George Walden, British Conservative politician
If you want to know history will treat Bush, I suspect all we have to do is read this passage from the book "Grant and Twain" by Mark Perry. Thanks to B2 who pointed this out to me.
I have no doubt when or if Colin Powell or Lt. Gen. Ricardo Sanchez and the myriad other generals publish their notes they too will admit to the lies and shames perpetrated to get us into Iraq. Unless, of course, you are Marine Corps Lt Gen James Mattis, who said, “Actually, it's quite a lot of fun to fight; you know, it's a hell of a hoot. I like brawling; it's fun to shoot some people."

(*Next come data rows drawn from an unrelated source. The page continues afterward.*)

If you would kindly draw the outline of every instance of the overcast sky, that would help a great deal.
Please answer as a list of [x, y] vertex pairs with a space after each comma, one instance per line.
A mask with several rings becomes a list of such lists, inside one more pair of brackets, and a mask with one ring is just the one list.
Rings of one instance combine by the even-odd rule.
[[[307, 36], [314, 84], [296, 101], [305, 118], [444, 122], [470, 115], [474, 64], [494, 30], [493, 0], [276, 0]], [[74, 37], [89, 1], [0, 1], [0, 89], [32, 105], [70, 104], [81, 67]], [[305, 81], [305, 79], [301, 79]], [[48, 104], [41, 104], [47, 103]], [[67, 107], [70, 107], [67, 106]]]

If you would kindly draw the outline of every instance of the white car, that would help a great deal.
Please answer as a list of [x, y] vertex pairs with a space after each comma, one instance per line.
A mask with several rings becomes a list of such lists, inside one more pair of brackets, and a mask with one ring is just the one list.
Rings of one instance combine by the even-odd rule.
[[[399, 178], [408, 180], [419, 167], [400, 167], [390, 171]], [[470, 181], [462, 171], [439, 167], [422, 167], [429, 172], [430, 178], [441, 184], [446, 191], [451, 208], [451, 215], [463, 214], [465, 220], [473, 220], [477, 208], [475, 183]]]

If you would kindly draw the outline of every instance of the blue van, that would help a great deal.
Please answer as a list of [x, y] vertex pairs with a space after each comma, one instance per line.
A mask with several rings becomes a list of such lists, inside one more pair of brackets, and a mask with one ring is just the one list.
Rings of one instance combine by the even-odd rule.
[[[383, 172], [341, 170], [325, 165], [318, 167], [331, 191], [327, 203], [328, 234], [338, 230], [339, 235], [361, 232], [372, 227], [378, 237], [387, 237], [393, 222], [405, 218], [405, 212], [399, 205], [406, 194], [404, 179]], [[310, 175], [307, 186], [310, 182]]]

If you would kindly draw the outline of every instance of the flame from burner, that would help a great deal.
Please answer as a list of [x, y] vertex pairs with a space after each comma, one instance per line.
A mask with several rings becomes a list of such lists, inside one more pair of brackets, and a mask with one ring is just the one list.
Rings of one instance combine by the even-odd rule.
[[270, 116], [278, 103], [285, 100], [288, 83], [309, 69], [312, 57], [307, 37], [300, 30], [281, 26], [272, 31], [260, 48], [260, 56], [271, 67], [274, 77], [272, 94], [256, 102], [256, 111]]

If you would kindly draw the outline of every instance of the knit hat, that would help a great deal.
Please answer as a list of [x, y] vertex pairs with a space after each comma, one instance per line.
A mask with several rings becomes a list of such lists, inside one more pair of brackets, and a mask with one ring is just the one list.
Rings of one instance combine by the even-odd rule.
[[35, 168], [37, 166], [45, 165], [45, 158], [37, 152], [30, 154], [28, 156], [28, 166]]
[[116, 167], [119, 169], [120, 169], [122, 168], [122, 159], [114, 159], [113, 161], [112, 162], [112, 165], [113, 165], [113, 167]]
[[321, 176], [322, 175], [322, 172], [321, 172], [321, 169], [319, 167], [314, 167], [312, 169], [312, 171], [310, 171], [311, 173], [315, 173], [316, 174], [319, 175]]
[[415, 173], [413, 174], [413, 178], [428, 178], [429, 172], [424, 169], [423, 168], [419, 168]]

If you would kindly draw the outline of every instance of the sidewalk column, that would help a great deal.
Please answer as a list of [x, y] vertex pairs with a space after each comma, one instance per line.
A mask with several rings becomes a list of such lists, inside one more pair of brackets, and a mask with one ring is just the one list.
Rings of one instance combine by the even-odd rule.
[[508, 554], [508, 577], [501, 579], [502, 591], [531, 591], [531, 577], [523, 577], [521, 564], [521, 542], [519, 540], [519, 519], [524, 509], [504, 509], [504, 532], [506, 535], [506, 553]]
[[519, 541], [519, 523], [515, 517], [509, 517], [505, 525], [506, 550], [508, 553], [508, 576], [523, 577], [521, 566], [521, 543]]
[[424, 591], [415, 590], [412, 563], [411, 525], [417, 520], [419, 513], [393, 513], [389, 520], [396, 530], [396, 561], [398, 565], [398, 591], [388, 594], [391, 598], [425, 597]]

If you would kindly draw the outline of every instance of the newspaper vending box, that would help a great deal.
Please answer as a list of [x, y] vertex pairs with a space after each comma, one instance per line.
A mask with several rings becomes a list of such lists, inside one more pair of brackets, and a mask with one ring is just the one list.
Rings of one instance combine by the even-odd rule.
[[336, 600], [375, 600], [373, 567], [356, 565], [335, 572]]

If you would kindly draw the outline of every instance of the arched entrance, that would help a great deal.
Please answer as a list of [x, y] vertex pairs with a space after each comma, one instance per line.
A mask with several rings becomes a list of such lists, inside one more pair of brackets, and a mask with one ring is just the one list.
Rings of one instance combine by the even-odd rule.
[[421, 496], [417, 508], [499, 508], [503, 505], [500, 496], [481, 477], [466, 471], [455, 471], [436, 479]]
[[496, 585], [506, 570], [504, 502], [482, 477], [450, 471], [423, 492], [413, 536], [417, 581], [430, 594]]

The following is from the book "Grant and Twain":
He [Grant] wrote bluntly and plainly about the fighting his role in the fighting, and his own political misgivings on America’s policy toward Mexico. He called the conflict a political war carried out by a particular political party for its own profit. He stated, again plainly and bluntly, that the United States sent its troops to the border of Mexico to provoke a fight, and while he made it clear that he opposed the war, it was also clear why he would never have made this opposition public.
"Experience provides that the man who obstructs a war in which his nation is engaged, no matter whether right or wrong occupies no enviable place in life or history. Better for him, individually, to advocate war, pestilence, and famine, than to act as obstructionist to a war already begun.” Grant’s writing is emotional but reasoned, and he relies on principle and common sense. But there is no doubt, and Grant left no doubt, of where he stood.
In private, his views on the war with Mexico were more outspoken and more controversial. As he once told a friend: “I do not think there was ever a more wicked war than that waged by the United States on Mexico. I thought so at the time, when I was a youngster, only I had not moral courage enough to resign: I had taken an oath to serve eight years, unless sooner discharged, and I considered my supreme duty was to my flag. I had a horror of the Mexican War, and I always believed it was on our part most unjust.
Every time history repeats itself the price goes up.